Deposits of one of the world's most precious metals have been discovered on Rum in the Inner Hebrides.

With platinum fetching pounds 200 an ounce - considerably more than gold - the finding could have commercial implications elsewhere in northwest Scotland, but panhandlers are advised not to rush for the ferry to Rum.

The size of the deposits detected by geologists from the Camborne School of Mines is small - in fact, invisible to the naked eye - and would not be viable to mine. However, it is an indicator of other possible deposits around the islands of Skye, Mull and far away to the west to Greenland.

Significant quantities of other platinum-related elements, including ruthenium and iridium, with gold, silver, chromium and nickel, were also discovered by the Camborne team, part of the University of Exeter. In a paper published today in the Journal of the Geological Society, the team says its observations have "exciting implications" for mineral exploration within the Inner Hebrides.

Dr Duncan Pirrie, who led the research, said Rum was an ideal laboratory. "The importance of the find from a mining point of view is that the rocks where the platinum occurs are very well exposed so it is easy to study them."

Until quite recently, Rum was known as the "forbidden isle" - first because of the exclusivity of the Bullough family who ran it as a sporting estate, and then because it was run under the former Nature Conservancy Council, whose concern was its rare plants, eagles and an indigenous breed of field mouse. Its successor, Scottish Natural Heritage (SNH), is more welcoming, and the island gets about 10,000 visitors a year.

Though only four miles across, it has mountainous pinnacles reaching more than 2,000 feet. Rum began the 19th century with a population of 400 but most were shipped to Nova Scotia to make way for sheep. Today it is home to 23 people, nearly all linked to SNH, and has just three pupils in its tiny primary school. Over the next 10 years, SNH would like to see the community grow to about 50 but there are few houses or facilities. Platinum or gold prospectors, other than scientists, would not be welcome and, anyway, there is no pub.

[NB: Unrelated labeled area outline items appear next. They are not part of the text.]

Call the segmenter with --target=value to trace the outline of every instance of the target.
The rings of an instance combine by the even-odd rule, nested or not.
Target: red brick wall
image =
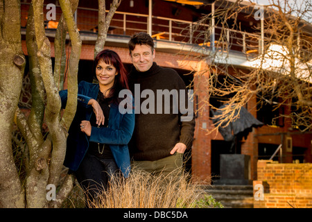
[[[276,164],[258,161],[258,180],[264,200],[254,200],[256,208],[312,208],[312,164]]]

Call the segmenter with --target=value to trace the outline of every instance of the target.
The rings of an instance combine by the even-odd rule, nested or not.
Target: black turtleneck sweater
[[[139,91],[137,84],[139,84]],[[183,80],[175,70],[161,67],[155,62],[148,71],[144,72],[137,71],[133,67],[130,73],[130,88],[134,95],[137,109],[135,131],[129,143],[130,153],[134,160],[154,161],[169,156],[170,151],[178,142],[187,145],[187,148],[191,148],[195,119],[193,117],[191,121],[181,121],[182,114],[180,112],[176,113],[173,110],[172,96],[169,114],[164,113],[164,107],[168,106],[168,103],[164,104],[164,98],[162,111],[160,114],[157,111],[157,89],[168,89],[168,92],[176,89],[177,92],[180,89],[187,90]],[[153,100],[149,96],[141,98],[143,97],[141,92],[144,89],[150,89],[148,90],[148,94],[153,91],[155,104],[151,104]],[[187,99],[187,90],[186,92],[185,99]],[[146,105],[147,103],[151,105]],[[137,113],[138,105],[140,106],[139,114]],[[144,112],[146,110],[154,113],[144,114]]]

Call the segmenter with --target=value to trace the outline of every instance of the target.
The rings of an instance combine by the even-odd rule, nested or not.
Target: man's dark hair
[[[146,44],[150,47],[152,53],[154,51],[154,40],[150,35],[146,33],[139,33],[133,35],[129,41],[129,51],[131,54],[131,51],[133,51],[137,44],[142,45]]]

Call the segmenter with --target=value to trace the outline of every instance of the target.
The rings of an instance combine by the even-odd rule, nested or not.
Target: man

Mining companies will study the findings with interest but are not falling over themselves to work in the area. The seams where the platinum was found are less than 1cm thick whereas in rocks where it is commercially mined, mainly in South Africa, the seams are 10cm thick.

Graham Smith, the British Geological Survey's principal minerals geologist in Scotland, said even if richer deposits were found, companies werewary of working in environmentally sensitive areas. "The only commercial interest might be if there were offshore deposits. If there is a chance development might be opposed, they would hesitate to go in."

Scotland's only commercial gold mine, in the central Highlands, is on a "care and maintenance" basis, waiting for an increase in the gold price - currently less than pounds 170 an ounce. There is also considerable interest in gemstone prospects in the northwest, particularly diamonds and sapphires.